US Mass Shootings: Ohio attack suspect may have had up to 250 rounds of ammunition
The death toll has risen in the two separate shootings in the US states of Texas and Ohio this weekend. The latest from the investigation into Sunday's Ohio shooting... suggests the suspect may have had up to 250 rounds of ammunition. This means there could have been a far greater number of casualties, if his rampage hadn't been cut short by police. In El Paso, Texas, the death toll of Saturday's Walmart shooting has climbed to twenty-two after two more victims succumbed to their injuries on Monday. The number is likely to rise as a medical center says one victim is still in critical condition. CGTN's Dan Williams has more from El Paso.

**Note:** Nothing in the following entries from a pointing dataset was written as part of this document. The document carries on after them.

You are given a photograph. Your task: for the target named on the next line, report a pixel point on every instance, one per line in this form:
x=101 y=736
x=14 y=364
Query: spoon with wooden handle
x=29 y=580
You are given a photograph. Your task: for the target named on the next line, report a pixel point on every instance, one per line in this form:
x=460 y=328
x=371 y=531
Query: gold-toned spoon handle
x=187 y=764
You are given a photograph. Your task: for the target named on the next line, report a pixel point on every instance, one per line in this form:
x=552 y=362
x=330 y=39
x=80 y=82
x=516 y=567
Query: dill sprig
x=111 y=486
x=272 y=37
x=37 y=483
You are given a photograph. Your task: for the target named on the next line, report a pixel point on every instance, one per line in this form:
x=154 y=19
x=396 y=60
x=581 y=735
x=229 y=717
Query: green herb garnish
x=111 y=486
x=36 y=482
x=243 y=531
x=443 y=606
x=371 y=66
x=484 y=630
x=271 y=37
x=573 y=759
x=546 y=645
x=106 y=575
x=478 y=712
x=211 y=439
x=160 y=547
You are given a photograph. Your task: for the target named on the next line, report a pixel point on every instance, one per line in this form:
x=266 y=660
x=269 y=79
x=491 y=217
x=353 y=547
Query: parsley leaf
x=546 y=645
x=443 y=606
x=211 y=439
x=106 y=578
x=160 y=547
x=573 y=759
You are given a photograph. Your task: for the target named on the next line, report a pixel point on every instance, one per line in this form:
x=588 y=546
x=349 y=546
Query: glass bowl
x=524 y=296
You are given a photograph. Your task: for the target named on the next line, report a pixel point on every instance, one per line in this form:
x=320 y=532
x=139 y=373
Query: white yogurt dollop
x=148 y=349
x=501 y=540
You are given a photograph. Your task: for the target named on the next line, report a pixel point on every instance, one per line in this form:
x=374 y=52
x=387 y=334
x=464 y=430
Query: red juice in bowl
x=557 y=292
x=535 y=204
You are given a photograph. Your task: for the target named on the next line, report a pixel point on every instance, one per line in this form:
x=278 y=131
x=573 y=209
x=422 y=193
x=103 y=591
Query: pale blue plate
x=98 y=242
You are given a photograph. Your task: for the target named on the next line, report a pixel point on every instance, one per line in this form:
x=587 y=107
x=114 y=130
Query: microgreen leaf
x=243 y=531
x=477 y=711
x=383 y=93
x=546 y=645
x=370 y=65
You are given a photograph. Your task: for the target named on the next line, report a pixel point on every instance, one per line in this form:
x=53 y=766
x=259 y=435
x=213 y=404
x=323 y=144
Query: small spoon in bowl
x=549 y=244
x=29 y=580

El Paso is a city, a community united in grief. But as this makeshift shrine continues to grow, so does the death toll following Saturday's horrific attack.
This is now the scene of one of America's worst mass shootings. Although, El Paso-born Beto O'Rourke - candidate to become the Democratic party's presidential nominee - says the community remains strong.
BETO O'ROURKE US PRESIDENTIAL CANDIDATE "We are not afraid. We are strong. We are confident. We are hopeful. We are courageous. And that's El Paso."
Among those who witnessed the attack was Jimmy Villatoro.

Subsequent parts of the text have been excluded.